Alors qu’il atteignait l’orée d’une dense forêt, il vit une femme poindre de la lisière. Elle était habillée de fourrures et chargée de gibier, son visage dur tanné par le soleil portait des yeux perçants d’un vert peu commun. Lorsque Manès voulut l’interpeller, elle décocha une flèche d’un arc qu’elle gardait par-devers elle. La flèche lui frôla l'oreille et vint se ficher dans un arbre juste derrière. La chasseresse s’avança vers Manès et, le tenant en joue, l’empressa d'expliquer sa présence. Alors Manès lui parla en ces mots : « Noble guerrière, si ta flèche m’a manqué c’est parce que la Nature m'envoie et que ma mission débute à peine. J’ai là les grandes lois de la Nature que tu te dois de respecter, car elles sont universelles; universelles, car elles furent avant les Hommes; immortelles, car elles vivent en chacun de nous; immuables, car elles sont justes ». La chasseresse lut ce qui était inscrit sur la tablette et répondit : « Petit homme présomptueux, ta loi ordonne de ne point tuer, en voilà une jolie règle. Sache que je tue tous les jours que la Nature m’offre de vivre. Sache que cette même Nature m’a donné un mari si violent qu’il nous aurait battus à mort, moi et mon fils, si je ne l'avais pas tué avant. Qu’en disent tes lois ? » Manès resta coi, salua la femme et s’en alla dans la forêt. Il avait l’esprit confus et le cœur lourd. Ses pensées, comme les feuilles au-dessus de sa tête, virevoltaient et bruissaient. Alors qu’un rayon de soleil traversait le plafond de feuilles pour lui réchauffer les oreilles, il reprit confiance et son cœur se mit à sourire à nouveau. Manès s’assit sur la mousse d’une grosse pierre, sortit sa tablette et son calame et ajouta des exceptions au-dessous de ses lois. Alors il se leva et songea qu’il fut fort heureux que la providence eût eu l’amabilité de lui présenter cette femme, car il obtint grâce à elle de nouvelles lois; indubitablement la Nature lui avait fait offrande de ces dérogations. Ainsi Manès quitta la forêt, joyeux et prospère.

Alors qu’il atteignait le cours d’un petit ruisseau serpentant entre de basses collines, Manès entendit un enfant jouer dans le tumulte de l’eau. L’enfant était vêtu de haillons et avait la peau mate de ceux qui travaillent dehors tout le jour durant, on devinait que ses bouclettes eussent été blondes s’il n’avait pas vécu dans la misère.
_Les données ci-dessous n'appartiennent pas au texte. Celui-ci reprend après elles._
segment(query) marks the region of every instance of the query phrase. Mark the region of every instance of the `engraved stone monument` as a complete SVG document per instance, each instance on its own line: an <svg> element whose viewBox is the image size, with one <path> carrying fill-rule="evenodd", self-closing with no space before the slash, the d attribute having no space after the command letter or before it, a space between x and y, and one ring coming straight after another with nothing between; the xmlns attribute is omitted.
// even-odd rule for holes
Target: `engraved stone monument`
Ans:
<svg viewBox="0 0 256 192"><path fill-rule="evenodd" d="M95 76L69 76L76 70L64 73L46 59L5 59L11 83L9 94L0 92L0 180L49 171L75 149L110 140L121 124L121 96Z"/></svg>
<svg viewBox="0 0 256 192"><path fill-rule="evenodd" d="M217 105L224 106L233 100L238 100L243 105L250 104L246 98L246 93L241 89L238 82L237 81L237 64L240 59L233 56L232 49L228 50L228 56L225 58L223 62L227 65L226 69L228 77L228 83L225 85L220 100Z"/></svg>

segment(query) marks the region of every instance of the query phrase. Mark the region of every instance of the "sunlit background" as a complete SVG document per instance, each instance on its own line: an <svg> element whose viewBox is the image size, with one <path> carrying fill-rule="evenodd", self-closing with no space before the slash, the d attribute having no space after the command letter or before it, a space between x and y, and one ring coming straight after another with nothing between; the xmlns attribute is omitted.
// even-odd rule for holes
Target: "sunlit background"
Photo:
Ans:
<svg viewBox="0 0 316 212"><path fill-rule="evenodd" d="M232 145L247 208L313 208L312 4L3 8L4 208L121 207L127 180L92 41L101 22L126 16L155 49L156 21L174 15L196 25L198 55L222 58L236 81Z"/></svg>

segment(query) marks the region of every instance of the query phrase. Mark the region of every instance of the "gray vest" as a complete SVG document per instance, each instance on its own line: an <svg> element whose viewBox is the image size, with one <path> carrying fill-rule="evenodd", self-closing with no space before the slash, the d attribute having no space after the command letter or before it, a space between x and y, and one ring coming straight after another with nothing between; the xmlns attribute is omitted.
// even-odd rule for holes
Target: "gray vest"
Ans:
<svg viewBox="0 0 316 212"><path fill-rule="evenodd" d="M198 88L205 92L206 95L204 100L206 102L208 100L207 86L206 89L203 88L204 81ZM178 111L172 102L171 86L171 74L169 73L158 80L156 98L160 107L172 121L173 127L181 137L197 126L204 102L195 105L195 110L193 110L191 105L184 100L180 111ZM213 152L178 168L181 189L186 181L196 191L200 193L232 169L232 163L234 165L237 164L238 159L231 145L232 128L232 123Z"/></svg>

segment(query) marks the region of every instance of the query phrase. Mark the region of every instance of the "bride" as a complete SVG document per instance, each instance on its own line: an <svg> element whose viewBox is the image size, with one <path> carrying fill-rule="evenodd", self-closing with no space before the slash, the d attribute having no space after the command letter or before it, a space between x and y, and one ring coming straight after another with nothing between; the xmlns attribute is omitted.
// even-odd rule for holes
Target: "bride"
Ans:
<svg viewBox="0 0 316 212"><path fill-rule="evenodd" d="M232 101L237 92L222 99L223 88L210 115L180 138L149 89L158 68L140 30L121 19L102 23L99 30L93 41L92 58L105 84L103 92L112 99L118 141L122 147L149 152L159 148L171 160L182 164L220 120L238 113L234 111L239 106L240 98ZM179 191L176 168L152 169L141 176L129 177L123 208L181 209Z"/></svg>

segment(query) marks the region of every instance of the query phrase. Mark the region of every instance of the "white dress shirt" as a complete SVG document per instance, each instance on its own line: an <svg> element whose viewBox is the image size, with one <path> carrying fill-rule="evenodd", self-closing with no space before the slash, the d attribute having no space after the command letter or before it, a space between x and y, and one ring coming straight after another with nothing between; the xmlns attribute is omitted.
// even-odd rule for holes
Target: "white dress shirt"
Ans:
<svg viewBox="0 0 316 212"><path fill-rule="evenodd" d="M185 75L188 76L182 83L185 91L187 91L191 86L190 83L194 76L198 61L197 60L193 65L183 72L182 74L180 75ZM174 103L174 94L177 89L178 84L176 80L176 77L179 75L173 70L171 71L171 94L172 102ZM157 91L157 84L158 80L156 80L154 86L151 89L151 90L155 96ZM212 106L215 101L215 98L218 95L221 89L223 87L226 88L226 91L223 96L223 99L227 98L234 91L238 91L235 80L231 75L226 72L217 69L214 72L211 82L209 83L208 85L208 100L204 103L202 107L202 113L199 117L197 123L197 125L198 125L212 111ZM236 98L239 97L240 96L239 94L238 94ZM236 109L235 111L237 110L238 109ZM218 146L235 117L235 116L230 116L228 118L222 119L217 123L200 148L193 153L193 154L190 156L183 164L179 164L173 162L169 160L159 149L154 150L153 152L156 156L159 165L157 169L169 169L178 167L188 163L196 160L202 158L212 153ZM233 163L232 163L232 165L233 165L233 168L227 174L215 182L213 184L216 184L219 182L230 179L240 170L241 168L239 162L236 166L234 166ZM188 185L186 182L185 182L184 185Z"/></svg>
Manès interpella l’enfant depuis le lit de la rivière. En tournant ses beaux yeux verts, gais et rieurs, l’enfant l’éclaboussa et l’aspergea plusieurs fois, mais constatant le sérieux morne de Manès, il finit par le rejoindre. Alors Manès lui parla en ces mots : « Enfant, toi qui es l’avenir de l’Homme, toi qui fus chameau avant lion, toi plus que quiconque, tu te dois de respecter les lois que la Nature m’a offertes, car elles sont universelles; universelles, car elles furent avant les Hommes; immortelles, car elles vivent en chacun de nous; immuables, car elles sont justes. » L’enfant écouta Manès qui récitait ses lois, puis il dit : « Petit homme aux grandes oreilles, je ne suis ni un lion ni un chameau et je n’ai pas bien compris tes règles. Tu dis qu’il ne faut point voler, c’est une jolie loi. Sache que j’ai volé un pain ce matin; si je ne l’avais pas fait, cette semaine de jeûne aurait eu raison de moi. Je suis orphelin, car j’ai dû fuir mon foyer; si je ne l’avais pas fait, les sévices et la violence quotidienne auraient eu raison de moi. Qu’en disent tes lois ? » Manès demeura sur place un moment, muet et circonspect, puis salua l’enfant et s’en alla entre les collines. Il avait l’esprit brumeux et le cœur las. Ses pensées étaient sans cesse soufflées par la bise qui devenait plus froide à mesure que les vallons de la région s'étalaient. Alors qu’un rayon de lune, perçant de gros nuages, vint lui taper les esgourdes, il se prit à sourire. Son cœur s’allégea et des idées se mirent à danser entre les hautes herbes d’une prairie accueillante. Manès s’assit contre le tronc d’un immense noyer, sortit sa tablette et son calame et, à la lumière du petit astre, ajouta des exceptions au-dessous de ses lois. Alors il rêvassait qu’il fut fort heureux d’avoir croisé le chemin de cet enfant, car il obtint grâce à lui de nouvelles lois. Indubitablement la Nature avait pour dessein qu’ils se rencontrassent. Ainsi Manès s’assoupit, joyeux et prospère.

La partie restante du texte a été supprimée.